In 2013, I published a paper on SEEDS data of the disk SR21 showing that transitional disk cavities can appear very different at different wavelengths. SR21 was identified as a transitional disk because as viewed in radio light, it has a large, very empty cavity. However, my near-infrared adaptive optics images of the disk showed no such clearing (to my great initial disappointment). In fact, the brightness of the disk in the near-infrared decreases smoothly from the star to the outer disk edge, without any indication that anything special is happening at the cavity radius. It makes for a somewhat boring image, but a very exciting explanation; it turns out that this phenomenon (called “dust filtration”), where large dust grains that emit at radio wavelengths are cleared out of the disk cavity and small grains are relatively unaffected, was a prediction of planet formation theories.
In 2015, I published a second paper using SEEDS transitional disk data, this time on the disk around the young star Oph IRS 48. This transition disk was the subject of a Science paper in 2014 showing that it had a whopping radio excess concentrated to the south of the star, just outside of the cavity radius. The authors hypothesized that this was a result of the gravitational influence of one or more planets that lie inside the disk cavity. My infrared images showed a similarly strange and very asymmetrical disk. In particular, they show that the cavity rim is very non-circular. It seems that planet formation, which is easily able to reproduce the asymmetries in the disk at both near-infrared and radio wavelengths, is the most viable explanation for this disk as well.
Accreting Protoplanets: Catching Planets in the Act of Formation
During my graduate work at the University of Arizona, I helped to commission the Magellan Adaptive Optics system (MagAO), the first AO system on a large telescope capable of visible light imaging. See our group website for more information about this very exciting project, including press about our first light results and a brief summary of my first light paper (Follette et al. 2013B).
During my last year as a graduate student, I began the Giant Accreting Protoplanet Survey (GAPplanetS), which takes advantage of the visible light capabilities of MagAO to image planets that are in the process of forming inside transition disk gaps. In order to do this, I employ several clever tricks. First, by imaging at visible wavelengths, I’m able to probe the disks at very high resolution (because the resolution of an image is proportional to wavelengths, so small wavelengths mean imaging on very small scales). Secondly, I image each disk simultaneously at two visible wavelengths – one of them a wavelength where accreting objects are very bright (an emission line of Hydrogen called H-alpha), and another nearby “continuum” wavelength where nothing interesting is happening. The idea is that a star should be the same brightness at both wavelengths, while the planet will be significantly brighter at H-alpha. If we subtract the continuum from the H-alpha image, accreting objects (like forming protoplanets) stick out like a sore thumb.

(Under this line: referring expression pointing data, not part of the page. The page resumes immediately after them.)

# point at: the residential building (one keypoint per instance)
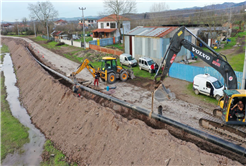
(152, 42)
(57, 35)
(60, 22)
(90, 22)
(107, 27)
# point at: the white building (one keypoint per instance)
(107, 27)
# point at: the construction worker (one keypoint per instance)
(152, 67)
(75, 88)
(97, 75)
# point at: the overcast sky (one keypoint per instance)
(17, 9)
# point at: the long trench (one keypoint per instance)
(203, 140)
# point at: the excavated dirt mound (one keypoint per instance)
(89, 133)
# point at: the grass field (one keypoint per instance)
(12, 133)
(58, 159)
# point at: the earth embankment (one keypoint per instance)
(89, 133)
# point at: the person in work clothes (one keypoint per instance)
(97, 75)
(156, 68)
(152, 67)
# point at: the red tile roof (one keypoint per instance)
(62, 21)
(104, 30)
(113, 17)
(57, 33)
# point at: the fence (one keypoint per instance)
(187, 73)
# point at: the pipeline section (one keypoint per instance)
(210, 138)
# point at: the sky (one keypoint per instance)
(17, 9)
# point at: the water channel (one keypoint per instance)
(33, 149)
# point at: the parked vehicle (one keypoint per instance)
(126, 59)
(145, 63)
(202, 84)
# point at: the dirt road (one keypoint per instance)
(89, 133)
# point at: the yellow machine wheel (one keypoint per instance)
(123, 76)
(111, 78)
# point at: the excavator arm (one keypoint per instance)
(83, 65)
(214, 59)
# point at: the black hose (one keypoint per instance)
(210, 138)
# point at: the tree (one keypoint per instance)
(43, 12)
(156, 12)
(159, 7)
(119, 7)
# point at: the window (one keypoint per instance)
(112, 25)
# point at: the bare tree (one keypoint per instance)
(119, 7)
(43, 12)
(159, 7)
(156, 14)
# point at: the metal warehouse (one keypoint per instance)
(151, 42)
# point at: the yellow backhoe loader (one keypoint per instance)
(109, 70)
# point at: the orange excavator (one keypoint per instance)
(109, 70)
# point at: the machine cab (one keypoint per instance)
(231, 114)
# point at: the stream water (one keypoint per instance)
(33, 149)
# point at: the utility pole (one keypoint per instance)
(229, 22)
(83, 23)
(47, 29)
(35, 29)
(244, 68)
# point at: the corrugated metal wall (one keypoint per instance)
(148, 47)
(105, 41)
(187, 73)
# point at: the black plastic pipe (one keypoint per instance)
(210, 138)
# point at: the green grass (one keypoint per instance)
(119, 46)
(58, 159)
(50, 45)
(17, 35)
(12, 133)
(236, 61)
(4, 49)
(87, 39)
(201, 96)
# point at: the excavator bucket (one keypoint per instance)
(162, 94)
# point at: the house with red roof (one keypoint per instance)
(108, 27)
(60, 22)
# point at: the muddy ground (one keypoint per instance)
(89, 133)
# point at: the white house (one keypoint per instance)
(107, 27)
(60, 22)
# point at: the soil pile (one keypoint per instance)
(89, 133)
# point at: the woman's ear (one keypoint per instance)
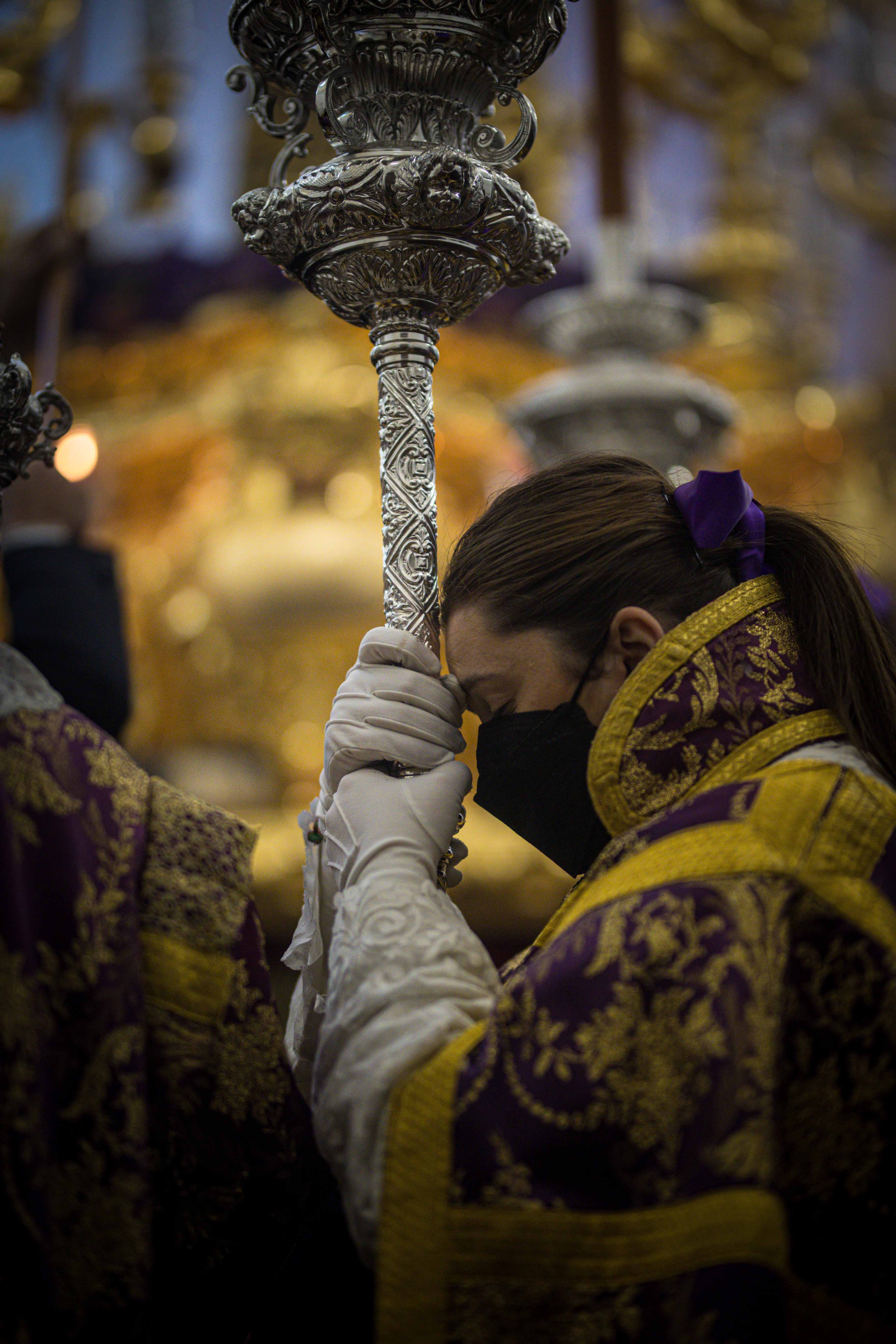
(633, 634)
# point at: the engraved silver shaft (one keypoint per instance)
(405, 357)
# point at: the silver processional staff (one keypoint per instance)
(416, 221)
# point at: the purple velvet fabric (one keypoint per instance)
(698, 1036)
(718, 504)
(156, 1164)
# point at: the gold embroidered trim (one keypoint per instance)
(815, 1314)
(183, 980)
(761, 751)
(413, 1244)
(613, 1250)
(678, 647)
(796, 828)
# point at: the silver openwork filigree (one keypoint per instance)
(26, 435)
(414, 222)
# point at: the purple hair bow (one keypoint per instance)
(718, 504)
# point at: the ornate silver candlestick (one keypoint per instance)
(620, 398)
(26, 436)
(414, 222)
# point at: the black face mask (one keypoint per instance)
(534, 777)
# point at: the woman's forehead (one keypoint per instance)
(477, 651)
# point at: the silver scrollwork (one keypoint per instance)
(263, 109)
(26, 436)
(404, 359)
(488, 143)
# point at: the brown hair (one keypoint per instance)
(565, 549)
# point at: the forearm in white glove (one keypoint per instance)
(393, 706)
(406, 972)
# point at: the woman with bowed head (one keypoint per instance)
(672, 1117)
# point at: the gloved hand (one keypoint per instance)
(398, 828)
(393, 706)
(309, 951)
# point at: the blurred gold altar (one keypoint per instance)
(238, 476)
(240, 491)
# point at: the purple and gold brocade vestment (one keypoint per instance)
(678, 1125)
(158, 1167)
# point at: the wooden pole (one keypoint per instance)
(609, 122)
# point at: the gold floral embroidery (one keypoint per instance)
(197, 880)
(841, 1093)
(731, 679)
(511, 1186)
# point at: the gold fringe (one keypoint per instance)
(812, 820)
(613, 1250)
(413, 1252)
(676, 648)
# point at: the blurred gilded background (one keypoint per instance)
(236, 420)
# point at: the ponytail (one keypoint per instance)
(847, 651)
(567, 547)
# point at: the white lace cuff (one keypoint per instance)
(406, 976)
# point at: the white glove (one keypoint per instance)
(400, 828)
(393, 706)
(309, 951)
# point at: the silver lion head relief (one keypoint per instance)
(416, 221)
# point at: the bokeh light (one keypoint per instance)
(77, 453)
(349, 495)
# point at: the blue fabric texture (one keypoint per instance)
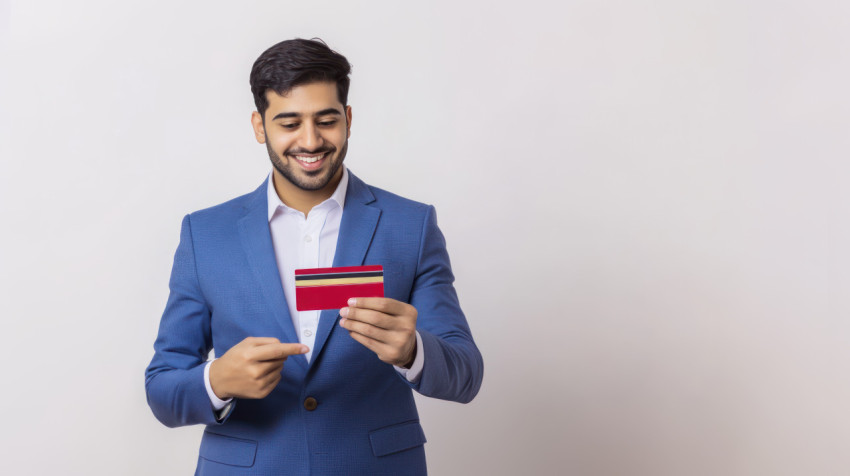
(225, 287)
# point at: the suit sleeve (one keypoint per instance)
(174, 380)
(453, 365)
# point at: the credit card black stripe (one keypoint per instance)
(362, 274)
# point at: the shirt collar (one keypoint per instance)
(338, 196)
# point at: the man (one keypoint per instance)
(308, 392)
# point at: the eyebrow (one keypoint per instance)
(323, 112)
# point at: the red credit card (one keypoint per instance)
(330, 288)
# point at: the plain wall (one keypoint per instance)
(645, 202)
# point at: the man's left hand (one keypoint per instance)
(385, 326)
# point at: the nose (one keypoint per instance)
(311, 138)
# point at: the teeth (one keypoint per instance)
(308, 160)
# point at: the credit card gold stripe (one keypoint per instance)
(329, 282)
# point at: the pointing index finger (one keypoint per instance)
(278, 351)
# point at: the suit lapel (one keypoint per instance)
(256, 240)
(356, 230)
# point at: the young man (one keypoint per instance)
(308, 392)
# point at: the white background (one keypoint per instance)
(645, 202)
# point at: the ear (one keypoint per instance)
(348, 121)
(259, 128)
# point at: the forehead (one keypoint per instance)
(305, 99)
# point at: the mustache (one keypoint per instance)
(320, 150)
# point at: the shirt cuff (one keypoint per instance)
(217, 403)
(415, 371)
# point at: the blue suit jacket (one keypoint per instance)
(225, 287)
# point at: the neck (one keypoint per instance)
(300, 199)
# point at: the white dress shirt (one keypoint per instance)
(307, 242)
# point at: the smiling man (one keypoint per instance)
(308, 392)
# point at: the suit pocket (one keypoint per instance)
(395, 438)
(228, 450)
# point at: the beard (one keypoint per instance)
(312, 180)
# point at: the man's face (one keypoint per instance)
(306, 133)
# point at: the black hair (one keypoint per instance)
(295, 62)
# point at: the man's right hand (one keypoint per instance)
(251, 368)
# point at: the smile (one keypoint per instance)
(309, 159)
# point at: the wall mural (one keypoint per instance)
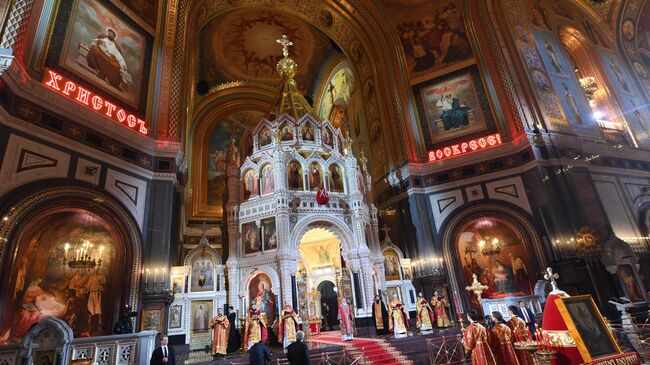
(232, 126)
(202, 278)
(634, 109)
(391, 265)
(43, 286)
(259, 293)
(452, 108)
(240, 45)
(251, 238)
(560, 70)
(494, 250)
(432, 34)
(104, 48)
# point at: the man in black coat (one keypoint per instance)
(298, 352)
(163, 355)
(234, 340)
(259, 354)
(528, 316)
(379, 309)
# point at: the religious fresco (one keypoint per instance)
(267, 180)
(432, 34)
(259, 293)
(269, 234)
(493, 249)
(250, 184)
(315, 176)
(103, 47)
(563, 79)
(295, 178)
(336, 178)
(240, 45)
(202, 274)
(219, 141)
(452, 108)
(336, 97)
(43, 285)
(391, 265)
(634, 110)
(251, 238)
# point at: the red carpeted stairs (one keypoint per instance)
(377, 351)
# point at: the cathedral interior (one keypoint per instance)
(181, 156)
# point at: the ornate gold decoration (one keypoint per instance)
(477, 288)
(290, 100)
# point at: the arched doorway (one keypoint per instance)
(329, 304)
(321, 274)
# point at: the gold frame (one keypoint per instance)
(582, 348)
(146, 311)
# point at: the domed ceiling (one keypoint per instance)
(241, 45)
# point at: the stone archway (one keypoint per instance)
(366, 41)
(45, 202)
(520, 222)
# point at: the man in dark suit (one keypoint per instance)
(163, 355)
(259, 354)
(298, 352)
(528, 316)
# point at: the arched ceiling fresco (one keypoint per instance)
(241, 45)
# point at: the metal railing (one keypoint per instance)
(341, 357)
(447, 350)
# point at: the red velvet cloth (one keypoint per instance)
(552, 321)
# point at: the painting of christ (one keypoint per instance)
(105, 48)
(259, 293)
(493, 249)
(251, 238)
(42, 285)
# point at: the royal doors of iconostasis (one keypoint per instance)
(199, 291)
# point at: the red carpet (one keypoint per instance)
(377, 351)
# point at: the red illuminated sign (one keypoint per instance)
(462, 148)
(87, 98)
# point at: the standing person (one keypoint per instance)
(255, 330)
(345, 315)
(220, 325)
(528, 316)
(234, 340)
(397, 319)
(440, 309)
(502, 346)
(475, 341)
(288, 326)
(424, 315)
(380, 314)
(163, 355)
(520, 333)
(298, 352)
(259, 354)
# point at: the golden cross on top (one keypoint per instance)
(285, 42)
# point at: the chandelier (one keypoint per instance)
(85, 254)
(489, 248)
(589, 86)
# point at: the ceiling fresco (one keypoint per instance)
(241, 45)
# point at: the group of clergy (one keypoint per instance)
(495, 346)
(225, 336)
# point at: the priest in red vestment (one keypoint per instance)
(475, 341)
(502, 348)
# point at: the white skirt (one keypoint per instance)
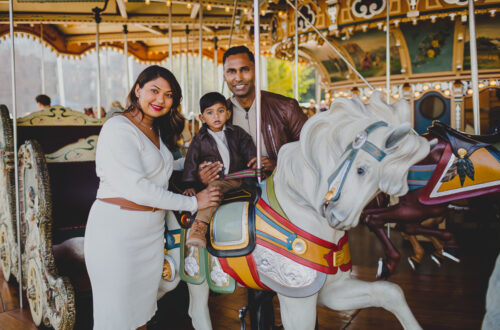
(124, 258)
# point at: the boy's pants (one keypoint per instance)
(206, 214)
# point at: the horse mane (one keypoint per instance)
(325, 136)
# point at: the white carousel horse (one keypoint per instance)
(345, 156)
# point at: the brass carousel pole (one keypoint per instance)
(230, 35)
(296, 82)
(387, 63)
(170, 47)
(200, 50)
(387, 74)
(42, 68)
(125, 50)
(473, 67)
(16, 161)
(97, 17)
(256, 40)
(330, 45)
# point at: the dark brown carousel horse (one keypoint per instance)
(458, 166)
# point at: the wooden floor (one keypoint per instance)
(447, 297)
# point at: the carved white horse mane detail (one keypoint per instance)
(301, 181)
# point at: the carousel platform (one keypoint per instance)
(448, 297)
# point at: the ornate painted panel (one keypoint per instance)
(367, 49)
(430, 45)
(487, 41)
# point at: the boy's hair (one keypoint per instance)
(210, 99)
(238, 50)
(43, 99)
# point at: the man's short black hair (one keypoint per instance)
(238, 50)
(210, 99)
(43, 99)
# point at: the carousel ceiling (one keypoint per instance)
(427, 37)
(69, 25)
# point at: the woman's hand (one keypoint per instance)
(208, 172)
(209, 197)
(267, 163)
(189, 192)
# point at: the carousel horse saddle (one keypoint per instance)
(246, 193)
(461, 141)
(232, 230)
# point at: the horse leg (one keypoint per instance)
(298, 313)
(261, 309)
(450, 245)
(418, 250)
(198, 306)
(346, 293)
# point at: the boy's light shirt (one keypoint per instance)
(248, 123)
(222, 146)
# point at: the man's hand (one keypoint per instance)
(267, 164)
(208, 171)
(189, 192)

Indeed, the first transition disk we looked at for GAPplanetS contained just such a source, with an accreting companion at just 86mas. The existence of this companion, which had been found using interferometric data before, was controversial until we imaged it directly. Although the mass of the object is still up for debate, it appears that it is most likely a small accreting star. The large mass of this companion may help to explain some of the strange things about this transitional disk, including its very large and very empty cavity and the fact that gas seems to be streaming into the cavity at a very high velocity.